Member of the Michigan House of Representatives from the 107th district
- In office January 1, 2023 – January 1, 2025
- Preceded by: John Damoose (redistricting)
- Succeeded by: Parker Fairbairn

Personal details
- Born: July 18, 1961 (age 65) Petoskey, Michigan
- Party: Republican
- Children: 4
- Parent: Richard Friske

= Neil Friske =

American politician from Michigan

Kornelius Wolfram "Neil" Friske Jr. (born July 18, 1961) is an American politician from Charlevoix, Michigan who represented the 107th district in the Michigan House of Representatives from 2023 until 2025.

Friske is pro-life and is a member of the National Rifle Association of America.

==2024 arrest and primary loss==
On June 20, 2024, Friske was arrested in Lansing, with police requesting sexual assault, assault, and a weapons offense as charges. In the August 2024 Republican primary election, Friske was defeated in his bid for re-nomination, losing to Parker Fairbairn.

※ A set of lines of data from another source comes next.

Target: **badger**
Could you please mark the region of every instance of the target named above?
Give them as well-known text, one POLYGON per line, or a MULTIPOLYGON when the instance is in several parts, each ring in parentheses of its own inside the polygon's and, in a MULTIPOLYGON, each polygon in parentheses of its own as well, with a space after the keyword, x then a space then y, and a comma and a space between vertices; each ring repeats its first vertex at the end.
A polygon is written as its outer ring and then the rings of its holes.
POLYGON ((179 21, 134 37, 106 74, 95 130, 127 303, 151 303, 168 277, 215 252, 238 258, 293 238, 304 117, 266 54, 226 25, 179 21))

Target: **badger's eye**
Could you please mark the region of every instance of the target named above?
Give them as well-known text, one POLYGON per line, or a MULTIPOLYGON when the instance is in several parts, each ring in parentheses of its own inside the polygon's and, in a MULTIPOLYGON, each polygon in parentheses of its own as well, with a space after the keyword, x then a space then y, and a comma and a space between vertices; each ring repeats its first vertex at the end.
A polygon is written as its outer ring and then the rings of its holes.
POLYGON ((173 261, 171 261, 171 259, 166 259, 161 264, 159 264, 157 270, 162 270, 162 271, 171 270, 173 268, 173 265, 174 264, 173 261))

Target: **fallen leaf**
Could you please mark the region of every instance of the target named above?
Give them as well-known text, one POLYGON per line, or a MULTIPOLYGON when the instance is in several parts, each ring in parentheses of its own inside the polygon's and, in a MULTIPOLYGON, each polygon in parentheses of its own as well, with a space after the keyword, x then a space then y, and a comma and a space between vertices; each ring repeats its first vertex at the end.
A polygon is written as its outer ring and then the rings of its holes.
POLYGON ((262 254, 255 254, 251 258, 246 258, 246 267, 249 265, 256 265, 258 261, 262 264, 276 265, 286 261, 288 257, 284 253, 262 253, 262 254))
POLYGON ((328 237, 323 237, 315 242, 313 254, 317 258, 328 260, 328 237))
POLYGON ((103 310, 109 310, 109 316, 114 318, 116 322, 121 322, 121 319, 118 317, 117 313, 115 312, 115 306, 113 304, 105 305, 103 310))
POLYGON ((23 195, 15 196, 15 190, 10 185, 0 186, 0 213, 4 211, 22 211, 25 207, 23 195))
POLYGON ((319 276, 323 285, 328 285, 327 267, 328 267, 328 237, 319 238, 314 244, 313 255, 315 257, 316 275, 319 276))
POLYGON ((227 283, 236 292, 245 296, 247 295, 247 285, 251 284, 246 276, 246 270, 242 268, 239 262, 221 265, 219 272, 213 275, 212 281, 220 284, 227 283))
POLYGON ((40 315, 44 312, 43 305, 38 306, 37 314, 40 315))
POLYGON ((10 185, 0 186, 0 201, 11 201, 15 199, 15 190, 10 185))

Friske has not been charged with a crime; the Ingham County Prosecutor conducted an investigation and handed over the case to the Office of the Michigan Attorney General in September 2024. He denies any wrongdoing.

== January 6th ==
In 2022, Progress Michigan reported that images captured during the January 6 United States Capitol attack at the Capitol in Washington, D.C. appear to show Friske attending the event.